Although the principle mode of operation is one of altering the dynamic properties of a flowing well, situations may occur for safety or other reasons where the well is not flowing but operation of the devices is required. It is well known that pumping fluid or injecting into a well has the effect of increasing the pressure. This action will have the same effect as the previously described choke change in that if correctly timed, it may be recognised by the listening device. Pumping a known volume over a known time beginning at a particular time on two consecutive days may be recognised by the device allowing it to trigger. Similarly in water injection wells where no product is produced from the well but where water is pumped down in order to maintain the pressure in an oil field, alteration of the pump rate or choking of the flow into the well will qualify as a recognisable signal to the device provided that the previously detailed parameters are satisfied.
Occasionally wells demonstrate a condition known as slugging. A slugging well flow alternates between production of mostly oil to production of mostly gas. The pressure profile of these wells is often wave like. As the gas is released, the BHP drops slightly. As the oil slug makes its way up the tubing and more oil enters from below, the BHP increases until the oil is produced at surface and the hydrostatic pressure in the wellbore is reduced. Accordingly, the BHP drops quickly. The cycle then repeats itself. The well head pressure does not track the bottom hole pressure in a slugging well unlike as has previously been described.
Slugging wells may be characterised by constantly changing pressure which demonstrates the need for an initial stability band within the device. Changing choke on a slugging well will in all probability not provide the recognisable signal which the device requires. In this circumstance, the well must be shut in and allowed to stabilise and fluid or gas must be pumped down the well under the same conditions on two consecutive days at the same time each day in order to trigger output from the device.
Some wells are mechanically pumped or are lifted by injecting gas at some depth in the well. A pumped well may provide a recognisable pressure signature simply by switching off the pump at the appropriate time on consecutive days. Similarly, gas lift wells may have their gas flow interrupted or substantially increased in order to provide recognisable criteria.
A pressure transducer device which is battery powered is housed in a pressure tight container. Also within the housing are batteries, preferably of the long life high density lithium variety, a micro processor and associated P.C.B., a memory portion for storage of the operating programme, a second memory provision for storage of the pressure history from the previous day, a high accuracy quartz oscillator to provide reference for a real time clock and one or more output actuators.

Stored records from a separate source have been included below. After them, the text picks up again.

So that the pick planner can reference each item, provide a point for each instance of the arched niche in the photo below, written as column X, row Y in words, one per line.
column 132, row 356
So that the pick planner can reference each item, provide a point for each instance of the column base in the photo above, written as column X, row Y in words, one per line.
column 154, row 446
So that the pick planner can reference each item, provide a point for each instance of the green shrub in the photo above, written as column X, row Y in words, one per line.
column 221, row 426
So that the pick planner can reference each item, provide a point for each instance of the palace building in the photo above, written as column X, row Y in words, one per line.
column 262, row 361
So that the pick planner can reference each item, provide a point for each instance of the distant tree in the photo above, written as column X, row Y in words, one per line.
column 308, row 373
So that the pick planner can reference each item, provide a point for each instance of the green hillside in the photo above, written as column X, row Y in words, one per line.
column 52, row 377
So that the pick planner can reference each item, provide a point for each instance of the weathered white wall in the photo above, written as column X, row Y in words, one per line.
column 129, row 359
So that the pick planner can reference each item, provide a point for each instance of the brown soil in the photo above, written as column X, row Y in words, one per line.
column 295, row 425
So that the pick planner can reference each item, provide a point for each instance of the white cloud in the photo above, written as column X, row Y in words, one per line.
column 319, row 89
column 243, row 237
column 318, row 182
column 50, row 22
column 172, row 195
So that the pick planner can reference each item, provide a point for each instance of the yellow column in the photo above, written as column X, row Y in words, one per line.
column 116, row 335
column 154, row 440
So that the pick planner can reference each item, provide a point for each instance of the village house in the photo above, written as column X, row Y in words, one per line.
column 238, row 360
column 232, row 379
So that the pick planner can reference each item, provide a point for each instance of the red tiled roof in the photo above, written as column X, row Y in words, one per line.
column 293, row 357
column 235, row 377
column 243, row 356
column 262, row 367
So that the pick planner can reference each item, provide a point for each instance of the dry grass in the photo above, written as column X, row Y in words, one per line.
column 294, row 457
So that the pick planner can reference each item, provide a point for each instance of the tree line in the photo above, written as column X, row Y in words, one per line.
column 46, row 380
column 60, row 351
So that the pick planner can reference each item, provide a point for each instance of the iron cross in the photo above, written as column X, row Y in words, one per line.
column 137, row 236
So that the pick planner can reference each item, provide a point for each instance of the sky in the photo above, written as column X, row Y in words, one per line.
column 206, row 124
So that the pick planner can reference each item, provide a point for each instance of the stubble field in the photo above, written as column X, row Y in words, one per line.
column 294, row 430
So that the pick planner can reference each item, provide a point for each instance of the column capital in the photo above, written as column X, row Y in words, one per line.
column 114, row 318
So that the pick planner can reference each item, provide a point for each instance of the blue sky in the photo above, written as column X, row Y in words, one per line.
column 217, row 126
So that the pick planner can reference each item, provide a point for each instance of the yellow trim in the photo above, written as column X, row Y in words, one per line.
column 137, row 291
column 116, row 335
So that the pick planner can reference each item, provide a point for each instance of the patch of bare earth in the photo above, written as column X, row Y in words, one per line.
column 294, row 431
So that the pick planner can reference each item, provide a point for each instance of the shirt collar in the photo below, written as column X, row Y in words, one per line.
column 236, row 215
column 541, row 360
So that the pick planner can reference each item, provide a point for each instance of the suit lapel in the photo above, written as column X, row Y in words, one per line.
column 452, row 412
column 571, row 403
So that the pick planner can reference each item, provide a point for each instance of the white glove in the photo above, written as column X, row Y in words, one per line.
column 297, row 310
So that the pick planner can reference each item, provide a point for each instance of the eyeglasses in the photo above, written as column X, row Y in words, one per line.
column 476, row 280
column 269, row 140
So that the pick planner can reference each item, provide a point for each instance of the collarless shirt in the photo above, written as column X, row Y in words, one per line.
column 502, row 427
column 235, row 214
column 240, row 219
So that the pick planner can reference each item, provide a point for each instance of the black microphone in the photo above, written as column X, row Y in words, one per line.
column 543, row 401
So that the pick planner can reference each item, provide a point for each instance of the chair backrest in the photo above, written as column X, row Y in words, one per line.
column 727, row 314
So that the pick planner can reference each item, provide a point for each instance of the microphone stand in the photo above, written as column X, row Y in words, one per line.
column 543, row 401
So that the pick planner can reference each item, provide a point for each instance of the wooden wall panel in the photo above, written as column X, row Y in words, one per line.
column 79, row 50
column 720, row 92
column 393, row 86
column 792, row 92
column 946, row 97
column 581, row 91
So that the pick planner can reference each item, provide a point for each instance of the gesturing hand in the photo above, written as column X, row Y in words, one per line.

The device will monitor well pressure at a particular time each day for a set period such as one hour. The device will store pressure measurements taken during the period for comparison with other measurements taken in the subsequent period. In the event that the subsequent measurements plus previous measurements conform to a pre programmed profile contained within the tool, an output action will be allowed. This may be operation of an actuator or similar.
The device may be packaged along with a valve type apparatus which may be used to close off the flow from a particular wellbore zone but may also be used for a variety of other purposes. A valve apparatus may be electrically actuated, may be electro-hydraulic or may be purely hydraulic. Simple operating types will generally be of the on/off variety requiring two outputs from the invention. Logic within the device will record the current status of the output actuator(s) and will provide the opposite in recognition of the next signal, ie, opening will follow closure and closure will follow opening. Signalling to the device from surface may entail the same process in both cases.
Operation of a hydraulic device may be accomplished by actuating open a pilot valve for a period of time which allows well pressure to act on a piston. The piston may be housed in a sealed chamber with atmospheric pressure acting on the opposing face. The piston may be linked to the valve sleeve and upon receiving actuating pressure from the well, the piston will stroke and in so doing will close the valve sleeve. Opening the valve device will comprise a similar but reverse acting mechanism. The atmospheric side of the piston will be switched to reference well pressure and the previously well pressure referenced side will be switched to atmospheric pressure. The atmospheric pressure chamber will be required to contain a decent volume as with multiple use, the pressure within the chamber will increase.
An option to control a multi position device exists whereby the listening hour may be subdivided into, say, three individual twenty minute periods. Recognition of a signal in the first period on both days may correspond to an output from the device which allows ⅓ opening of the downhole valve. Recognition of a signal in the second period within the hour on both days may correspond to ⅔ opening of the device and the third period on both days, full opening.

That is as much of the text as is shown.